Furthermore, he said the central bankwould put more emphasis on fighting cyberthreats and attacks.
“I think the number one threat to any financial system in the world is cybersecurity and we will have to address that also,” he said.
According to Diokno, the decision of the Monetary Board would continue to be based on eveidence and dependent on data.
Diokno saidd he has been receiving many proposals including slashing interest rates and further reducing the reserve requirement ratio or level of deposits banks are required to keep with the central bank due to easing inflation.
“Of course there are many proposals like cut the RRR or cut the interest rates now as inflation is tapering off so much. But the decisions of the Monetary Board are evidenced-based and after careful analysis,” Diokno said.

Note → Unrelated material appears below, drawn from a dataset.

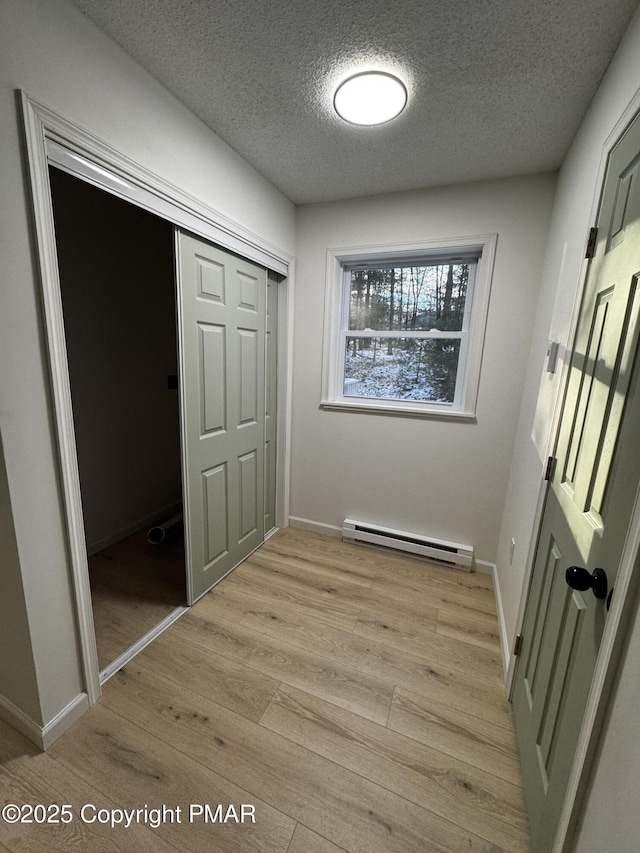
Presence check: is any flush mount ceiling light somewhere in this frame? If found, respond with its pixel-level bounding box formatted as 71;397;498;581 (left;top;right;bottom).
333;71;407;125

The central back lifted interest rates five times from May to November last year for a total of 175 basis points to keep inflationary expectations well anchored. Inflation soared to 5.2 percent last year from 2.9 percent in 2017 and exceeded the BSP’s two to four percent target range.
However, the BSP paused from its tightening episode and kept interest rates unchanged in December last year and February as inflation eased after peaking at 6.7 percent in September and October last year.
The next rate-setting meeting of the BSP is scheduled on March 21.
The former budget secretary said he would now be more circumspect as BSP governor as his comments could influence the financial markets.
“I’m not supposed to be accessible to everyone. Instead of making frank, to the point, blunt statements like I do here at the DBM, my statements have to be measured... not necessarily a monk but more private than usual,“ Diokno csaid.